I’m sure it’s this difficulty that’s (understandably) slowed any kind of progress on this. I mena, you could simplify this idea down to a dropdown that says “Pick your favorite color”. That would then select a different algorithm behind the scenes based on the colors, and potentially tied to the account. That would explode every garbage password by N*X “color/user” combinations.

Such an approach could make even “Password1” a difficult to crack password if Bitwarden’s servers were to have a leak, because “Password1” was “salted” another time with an unknown (okay, known to be in a set “N”) secondary secret, protect against software and hardware keyloggers (though not if the software keylogger could also screengrab), and just generally be a pain in the butt for an attacker.

The complexity introduced would be storing the selection of algorithms for a particular user, adding a dropdown, and then adding the algorithm to the JS library
 This is basic “development” work, modulo picking the algorithms to use to modify the password.

Really
 You could just use one key, and have this be a user selectable salt that gets mixed in with the password salt. So the “real” password for purposes of authenticating against a hash is “UserInput”.“User Salt”.“User Selected Salt”. Then you apply the same concept to the AES key extension (I’m assuming “User Salt” doesn’t play a role in this though I don’t know Bitwardens Crypto code – this is kind of “abstract”), and effectively “salts” the password input and decryption key.

Password1.Blue in effect becomes “Password1.<Bitwarden Stored Salt Correspoinding to User XXX’s Blue>”.

EDIT: The more I think about it if I ever decide to go back for a PhD this would be a really interesting space to explore :slight_smile:

A virtual keyboard would be only a matter of frontend design and some basic JavaScript

This is not trivial stuff. There’s a lot of complexity in making a virtual keyboard. I guess you could just “list keys” as buttons, and have a picker for keyboard “layout” that picks those keys. Then you’ve got to figure out how to make that all pretty.

models of hardware keylogger in this random shop I found

Most people I’d argue are not concerned about defending from hardware keyloggers. Software keyloggers are the bigger issue. It’s bad enough to have a machine compromised, if it’s been compromised at a hardware level, that’s an entirely different extreme.’’

EDIT: Also if your concern is a hardware based keylogger
 Just use your operating system’s onscreen keyboard. :slight_smile:

Is there a way to use Bitwarden (unlocking the vault and autofilling password) without keyboard events for the secrets being generated (and therefore being loggable)? In my understanding, there are still keyboard events when using autofill in combination with the Bitwarden extension.

I have a hardware key, and everytime I still have to type the master passphrase on the keyboard, or see password form fields getting filled automatically for me, I fill nervous.
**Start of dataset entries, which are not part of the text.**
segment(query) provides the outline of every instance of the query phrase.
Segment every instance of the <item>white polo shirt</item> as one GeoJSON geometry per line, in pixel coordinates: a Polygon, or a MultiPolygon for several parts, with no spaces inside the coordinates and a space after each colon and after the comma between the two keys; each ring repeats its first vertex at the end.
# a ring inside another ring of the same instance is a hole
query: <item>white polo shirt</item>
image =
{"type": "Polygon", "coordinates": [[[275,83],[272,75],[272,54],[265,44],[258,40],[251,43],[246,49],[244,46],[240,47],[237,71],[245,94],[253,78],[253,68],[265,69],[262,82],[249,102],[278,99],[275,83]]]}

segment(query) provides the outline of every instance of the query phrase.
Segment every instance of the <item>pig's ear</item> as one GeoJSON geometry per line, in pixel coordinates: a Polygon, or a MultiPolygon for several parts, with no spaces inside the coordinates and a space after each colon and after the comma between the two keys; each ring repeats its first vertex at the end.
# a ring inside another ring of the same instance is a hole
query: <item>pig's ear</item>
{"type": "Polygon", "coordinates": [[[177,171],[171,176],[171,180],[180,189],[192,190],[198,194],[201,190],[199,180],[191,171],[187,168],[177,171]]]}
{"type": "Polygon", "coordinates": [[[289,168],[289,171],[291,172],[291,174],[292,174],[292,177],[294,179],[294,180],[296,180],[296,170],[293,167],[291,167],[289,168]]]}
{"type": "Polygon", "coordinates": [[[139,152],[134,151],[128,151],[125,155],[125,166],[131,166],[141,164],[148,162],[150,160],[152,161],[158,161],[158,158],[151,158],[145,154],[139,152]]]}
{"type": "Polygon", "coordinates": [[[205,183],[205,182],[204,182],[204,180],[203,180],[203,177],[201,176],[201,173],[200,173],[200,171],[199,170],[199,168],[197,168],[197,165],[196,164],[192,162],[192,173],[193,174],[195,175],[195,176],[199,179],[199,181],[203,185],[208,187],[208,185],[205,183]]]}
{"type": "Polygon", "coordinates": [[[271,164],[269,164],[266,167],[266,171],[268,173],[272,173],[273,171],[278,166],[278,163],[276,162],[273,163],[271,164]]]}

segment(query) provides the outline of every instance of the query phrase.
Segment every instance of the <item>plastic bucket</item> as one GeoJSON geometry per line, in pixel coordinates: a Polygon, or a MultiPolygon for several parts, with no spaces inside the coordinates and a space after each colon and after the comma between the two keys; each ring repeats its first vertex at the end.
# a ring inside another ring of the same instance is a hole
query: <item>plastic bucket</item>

And the addition of Passkeys is not making the situation any clearer (to me).

Please issue at least guidance to users you want to understand the keylogger resistance properties of Bitwarden, and how to improve the posture (if that is indeed possible).

@Finch9183 Welcome to the forum!

My personal opinion is that all of these concerns are a bit theoretical. If someone has the capability to install a keylogger that logs all your activity on the system, then they also have the ability to read the contents of your computer memory (which contains all of your decrypted account credentials whenever you unlock your vault) — i.e., they don’t have to wait until you type or autofill your passwords in order to steal them.

Thus, the best security posture is to defend against malware and other unauthorized access to one’s devices.

That’s not true at all. It’s entirely possible you’re running a keylogger in user space. That doesn’t give the keylogger the power to read other process’s memory. For that, you’d need an exploit against the operating system (which is a significantly higher bar).